A World Health Organization official revealed that payments for the doctors’ accommodation and food were delayed for several weeks by the U.S Treasury.
Cuba’s Ebola mission was put at risk by the ongoing U.S. embargo on Cuba, a U.N. World Health Organization representative said this weekend.
The Cuban government —the first to send doctors to West Africa to tackle the Ebola outbreak— was forced to pay for the accommodation and food of its medical mission for several weeks, because the U.N. health agency could not make money transfers, according to Cuba’s WHO representative, Jose Luis Di Fabio.
Di Fabio said to the Associated Press that this was due to the U.S. blockade of the island, imposed 50 years ago.
Di Fabio explained that the WHO had to request a special permit from the U.S. Treasury, so that bank transfers to doctors in Africa could be made without being sanctioned by Washington. The request took several weeks to resolve, meaning the island had to pay the costs for the doctors in the meantime.

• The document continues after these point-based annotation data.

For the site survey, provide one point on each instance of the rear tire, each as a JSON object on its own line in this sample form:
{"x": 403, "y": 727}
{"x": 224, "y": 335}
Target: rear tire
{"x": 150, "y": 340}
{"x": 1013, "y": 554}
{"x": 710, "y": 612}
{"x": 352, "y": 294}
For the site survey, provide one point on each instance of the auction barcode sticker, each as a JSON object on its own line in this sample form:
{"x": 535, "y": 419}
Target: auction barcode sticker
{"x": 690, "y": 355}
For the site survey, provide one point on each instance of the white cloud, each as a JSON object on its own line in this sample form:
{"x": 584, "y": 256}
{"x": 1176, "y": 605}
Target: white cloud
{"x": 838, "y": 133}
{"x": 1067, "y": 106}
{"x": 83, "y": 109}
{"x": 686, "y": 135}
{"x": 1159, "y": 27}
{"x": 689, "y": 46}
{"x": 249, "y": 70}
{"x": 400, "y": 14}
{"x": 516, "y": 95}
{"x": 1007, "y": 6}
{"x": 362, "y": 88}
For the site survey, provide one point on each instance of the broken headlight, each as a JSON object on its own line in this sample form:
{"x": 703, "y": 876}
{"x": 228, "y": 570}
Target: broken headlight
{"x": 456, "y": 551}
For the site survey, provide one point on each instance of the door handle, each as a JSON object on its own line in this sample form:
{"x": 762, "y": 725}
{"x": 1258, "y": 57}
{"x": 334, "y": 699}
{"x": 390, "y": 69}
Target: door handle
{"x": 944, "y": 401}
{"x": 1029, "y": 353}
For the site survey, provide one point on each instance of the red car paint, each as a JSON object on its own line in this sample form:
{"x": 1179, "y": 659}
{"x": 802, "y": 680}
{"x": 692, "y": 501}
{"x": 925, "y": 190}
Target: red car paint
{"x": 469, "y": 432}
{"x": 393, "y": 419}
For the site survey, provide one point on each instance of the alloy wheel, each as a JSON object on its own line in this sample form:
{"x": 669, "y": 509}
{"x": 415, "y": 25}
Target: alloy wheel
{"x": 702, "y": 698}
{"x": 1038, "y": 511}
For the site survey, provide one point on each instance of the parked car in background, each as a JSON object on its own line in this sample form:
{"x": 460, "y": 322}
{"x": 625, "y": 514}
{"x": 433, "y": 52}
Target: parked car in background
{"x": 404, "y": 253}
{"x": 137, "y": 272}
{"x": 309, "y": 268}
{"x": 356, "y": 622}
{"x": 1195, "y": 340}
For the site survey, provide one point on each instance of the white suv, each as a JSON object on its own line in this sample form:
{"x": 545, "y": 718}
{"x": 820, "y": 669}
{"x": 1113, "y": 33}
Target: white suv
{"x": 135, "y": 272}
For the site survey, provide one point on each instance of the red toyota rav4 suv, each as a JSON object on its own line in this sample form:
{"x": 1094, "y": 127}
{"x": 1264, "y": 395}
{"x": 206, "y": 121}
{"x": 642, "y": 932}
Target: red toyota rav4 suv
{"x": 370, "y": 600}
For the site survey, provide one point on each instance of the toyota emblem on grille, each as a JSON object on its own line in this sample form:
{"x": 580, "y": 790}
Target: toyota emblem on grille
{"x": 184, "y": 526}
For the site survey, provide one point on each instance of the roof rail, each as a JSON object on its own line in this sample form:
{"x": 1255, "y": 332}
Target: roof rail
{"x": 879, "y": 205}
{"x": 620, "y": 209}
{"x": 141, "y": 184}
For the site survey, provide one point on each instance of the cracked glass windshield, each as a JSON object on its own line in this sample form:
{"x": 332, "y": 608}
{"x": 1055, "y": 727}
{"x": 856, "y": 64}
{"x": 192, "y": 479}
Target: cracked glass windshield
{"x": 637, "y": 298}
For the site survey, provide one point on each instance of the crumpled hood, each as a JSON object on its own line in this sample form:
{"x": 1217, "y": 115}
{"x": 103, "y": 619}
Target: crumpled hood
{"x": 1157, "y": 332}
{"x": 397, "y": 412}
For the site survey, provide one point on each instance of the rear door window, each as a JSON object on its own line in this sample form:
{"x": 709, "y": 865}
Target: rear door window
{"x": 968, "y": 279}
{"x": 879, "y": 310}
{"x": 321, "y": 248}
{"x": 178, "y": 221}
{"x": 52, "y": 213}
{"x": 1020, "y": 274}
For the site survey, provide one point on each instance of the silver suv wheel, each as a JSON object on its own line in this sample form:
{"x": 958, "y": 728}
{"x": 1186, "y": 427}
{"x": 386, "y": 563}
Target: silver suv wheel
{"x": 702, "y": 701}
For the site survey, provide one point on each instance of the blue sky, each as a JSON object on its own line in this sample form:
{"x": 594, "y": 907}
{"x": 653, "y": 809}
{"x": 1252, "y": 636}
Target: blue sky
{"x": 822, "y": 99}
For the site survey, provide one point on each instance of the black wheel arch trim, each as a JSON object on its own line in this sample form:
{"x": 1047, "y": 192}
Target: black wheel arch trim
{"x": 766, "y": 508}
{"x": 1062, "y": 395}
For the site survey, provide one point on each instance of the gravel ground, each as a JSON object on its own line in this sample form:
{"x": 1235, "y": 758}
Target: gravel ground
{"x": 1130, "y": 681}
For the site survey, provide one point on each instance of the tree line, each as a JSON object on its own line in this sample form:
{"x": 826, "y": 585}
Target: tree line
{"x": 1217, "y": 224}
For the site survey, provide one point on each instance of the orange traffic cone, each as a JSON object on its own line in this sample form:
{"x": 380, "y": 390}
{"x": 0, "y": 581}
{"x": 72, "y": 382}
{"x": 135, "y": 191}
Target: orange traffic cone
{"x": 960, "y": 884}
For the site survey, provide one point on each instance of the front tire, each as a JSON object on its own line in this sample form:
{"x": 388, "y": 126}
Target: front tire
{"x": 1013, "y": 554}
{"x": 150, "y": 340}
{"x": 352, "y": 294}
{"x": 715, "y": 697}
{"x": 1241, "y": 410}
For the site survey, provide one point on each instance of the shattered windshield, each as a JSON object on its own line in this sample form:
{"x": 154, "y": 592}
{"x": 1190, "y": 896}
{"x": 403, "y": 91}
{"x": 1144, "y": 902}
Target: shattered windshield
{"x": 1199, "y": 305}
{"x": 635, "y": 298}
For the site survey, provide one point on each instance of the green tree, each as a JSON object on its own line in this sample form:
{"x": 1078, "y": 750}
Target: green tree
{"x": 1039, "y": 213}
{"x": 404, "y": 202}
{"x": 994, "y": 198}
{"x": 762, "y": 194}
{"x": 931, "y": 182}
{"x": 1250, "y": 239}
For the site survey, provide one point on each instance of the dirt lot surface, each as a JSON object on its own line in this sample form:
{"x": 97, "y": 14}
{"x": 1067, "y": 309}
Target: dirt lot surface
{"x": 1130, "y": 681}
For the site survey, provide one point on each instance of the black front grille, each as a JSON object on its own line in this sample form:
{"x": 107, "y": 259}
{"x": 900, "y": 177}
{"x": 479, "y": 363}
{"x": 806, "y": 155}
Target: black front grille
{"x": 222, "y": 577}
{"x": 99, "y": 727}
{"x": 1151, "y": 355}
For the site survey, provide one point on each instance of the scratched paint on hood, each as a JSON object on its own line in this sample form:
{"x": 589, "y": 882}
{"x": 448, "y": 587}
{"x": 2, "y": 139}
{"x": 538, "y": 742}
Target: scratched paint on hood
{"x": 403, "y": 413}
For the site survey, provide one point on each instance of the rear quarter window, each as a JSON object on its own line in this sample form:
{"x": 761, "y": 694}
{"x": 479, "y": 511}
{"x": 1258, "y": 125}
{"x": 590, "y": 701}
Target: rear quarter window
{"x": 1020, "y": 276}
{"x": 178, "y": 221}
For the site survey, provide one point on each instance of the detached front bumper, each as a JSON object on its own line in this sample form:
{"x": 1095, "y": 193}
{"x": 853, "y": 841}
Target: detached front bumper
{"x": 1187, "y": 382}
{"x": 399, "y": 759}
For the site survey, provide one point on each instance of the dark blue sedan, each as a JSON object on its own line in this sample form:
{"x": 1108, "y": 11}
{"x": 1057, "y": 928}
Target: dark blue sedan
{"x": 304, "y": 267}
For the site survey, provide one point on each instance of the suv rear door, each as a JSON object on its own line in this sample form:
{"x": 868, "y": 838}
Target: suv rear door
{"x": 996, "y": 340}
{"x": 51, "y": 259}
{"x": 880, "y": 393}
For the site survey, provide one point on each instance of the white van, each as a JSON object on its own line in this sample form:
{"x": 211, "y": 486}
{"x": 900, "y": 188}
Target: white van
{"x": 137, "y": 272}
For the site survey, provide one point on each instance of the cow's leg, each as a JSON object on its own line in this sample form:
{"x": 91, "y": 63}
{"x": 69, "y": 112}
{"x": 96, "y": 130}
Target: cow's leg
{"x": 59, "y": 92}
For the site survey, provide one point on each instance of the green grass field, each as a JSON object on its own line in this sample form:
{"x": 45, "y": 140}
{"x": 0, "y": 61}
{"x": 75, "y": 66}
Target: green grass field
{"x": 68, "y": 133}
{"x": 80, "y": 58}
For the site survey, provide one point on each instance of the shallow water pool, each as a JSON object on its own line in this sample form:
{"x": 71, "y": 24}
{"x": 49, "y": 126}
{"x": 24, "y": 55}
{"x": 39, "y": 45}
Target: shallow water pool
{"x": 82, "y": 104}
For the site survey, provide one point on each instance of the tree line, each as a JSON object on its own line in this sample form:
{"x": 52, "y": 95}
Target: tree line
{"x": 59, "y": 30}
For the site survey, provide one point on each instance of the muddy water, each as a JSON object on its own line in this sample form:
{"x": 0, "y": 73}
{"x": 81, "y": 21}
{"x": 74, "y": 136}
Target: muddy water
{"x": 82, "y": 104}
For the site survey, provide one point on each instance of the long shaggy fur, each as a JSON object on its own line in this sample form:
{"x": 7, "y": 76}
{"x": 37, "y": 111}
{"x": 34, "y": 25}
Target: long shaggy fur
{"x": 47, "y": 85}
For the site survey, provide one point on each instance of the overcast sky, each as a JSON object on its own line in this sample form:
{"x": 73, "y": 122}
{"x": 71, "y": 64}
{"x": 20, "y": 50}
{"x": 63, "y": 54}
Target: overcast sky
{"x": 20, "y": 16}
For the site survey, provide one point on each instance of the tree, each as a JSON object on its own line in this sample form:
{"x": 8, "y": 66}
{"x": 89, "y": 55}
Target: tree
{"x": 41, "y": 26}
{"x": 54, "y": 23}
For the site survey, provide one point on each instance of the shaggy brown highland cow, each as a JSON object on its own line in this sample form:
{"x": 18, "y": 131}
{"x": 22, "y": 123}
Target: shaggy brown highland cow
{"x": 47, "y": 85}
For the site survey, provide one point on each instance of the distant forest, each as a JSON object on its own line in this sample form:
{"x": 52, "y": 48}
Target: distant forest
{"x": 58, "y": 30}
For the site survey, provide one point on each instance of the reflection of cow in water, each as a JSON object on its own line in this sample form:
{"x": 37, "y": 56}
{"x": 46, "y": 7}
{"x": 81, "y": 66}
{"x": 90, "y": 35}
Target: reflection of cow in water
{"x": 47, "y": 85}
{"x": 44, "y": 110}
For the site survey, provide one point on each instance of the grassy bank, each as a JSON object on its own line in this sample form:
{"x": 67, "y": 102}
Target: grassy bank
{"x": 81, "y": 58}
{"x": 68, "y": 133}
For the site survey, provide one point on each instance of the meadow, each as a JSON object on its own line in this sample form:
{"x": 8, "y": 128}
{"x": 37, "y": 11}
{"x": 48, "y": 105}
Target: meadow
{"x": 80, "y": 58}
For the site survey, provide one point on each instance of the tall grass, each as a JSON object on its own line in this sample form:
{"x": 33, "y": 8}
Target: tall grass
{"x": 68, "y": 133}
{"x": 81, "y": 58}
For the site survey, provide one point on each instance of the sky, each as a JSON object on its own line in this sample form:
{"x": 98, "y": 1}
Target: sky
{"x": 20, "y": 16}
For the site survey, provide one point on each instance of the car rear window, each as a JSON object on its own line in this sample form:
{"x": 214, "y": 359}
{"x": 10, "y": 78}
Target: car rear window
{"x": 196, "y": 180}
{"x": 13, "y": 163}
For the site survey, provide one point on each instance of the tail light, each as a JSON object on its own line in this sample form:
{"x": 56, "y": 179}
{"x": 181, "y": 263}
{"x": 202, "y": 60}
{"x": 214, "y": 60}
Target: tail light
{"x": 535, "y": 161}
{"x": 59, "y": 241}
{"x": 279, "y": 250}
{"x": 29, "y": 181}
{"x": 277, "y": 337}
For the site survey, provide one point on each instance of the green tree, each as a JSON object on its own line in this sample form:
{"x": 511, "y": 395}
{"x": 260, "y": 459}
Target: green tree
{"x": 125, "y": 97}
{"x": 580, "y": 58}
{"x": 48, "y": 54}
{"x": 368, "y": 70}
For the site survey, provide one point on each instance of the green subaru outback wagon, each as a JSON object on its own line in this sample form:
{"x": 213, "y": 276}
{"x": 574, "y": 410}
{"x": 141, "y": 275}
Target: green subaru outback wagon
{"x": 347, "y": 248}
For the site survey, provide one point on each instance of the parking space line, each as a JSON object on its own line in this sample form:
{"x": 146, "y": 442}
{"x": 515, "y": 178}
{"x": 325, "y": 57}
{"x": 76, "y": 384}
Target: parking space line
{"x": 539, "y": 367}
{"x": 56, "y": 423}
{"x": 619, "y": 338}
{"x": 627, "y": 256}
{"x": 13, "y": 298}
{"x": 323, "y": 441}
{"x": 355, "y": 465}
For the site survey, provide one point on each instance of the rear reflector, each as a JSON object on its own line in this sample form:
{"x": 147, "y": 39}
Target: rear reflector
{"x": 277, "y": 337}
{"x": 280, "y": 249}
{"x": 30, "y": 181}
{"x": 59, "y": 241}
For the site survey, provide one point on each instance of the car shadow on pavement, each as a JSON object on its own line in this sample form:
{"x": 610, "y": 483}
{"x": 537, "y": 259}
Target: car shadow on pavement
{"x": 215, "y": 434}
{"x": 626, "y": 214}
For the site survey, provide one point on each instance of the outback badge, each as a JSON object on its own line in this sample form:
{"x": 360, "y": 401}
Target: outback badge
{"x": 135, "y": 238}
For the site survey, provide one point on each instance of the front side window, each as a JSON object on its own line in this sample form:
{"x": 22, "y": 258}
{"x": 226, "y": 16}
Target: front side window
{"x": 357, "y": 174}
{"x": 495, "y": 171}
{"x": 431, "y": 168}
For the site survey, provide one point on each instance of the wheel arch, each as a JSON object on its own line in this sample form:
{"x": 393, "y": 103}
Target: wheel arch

Cuba has sent 256 doctors and health professionals to Sierra Leone, Guinea and Liberia, the nations most affected by the Ebola outbreak, which has killed close to 7,000 people so far.
Each of the 256 Cuban doctors who have travelled to Africa is supposed to receive about US0 per day for accommodation and food.
The economic blockade against Cuba, which has been criticized by the international community and denounced by the U.N. General Assembly 23 years in a row, bans corporations from having any trade or finance relations with the Cuban government.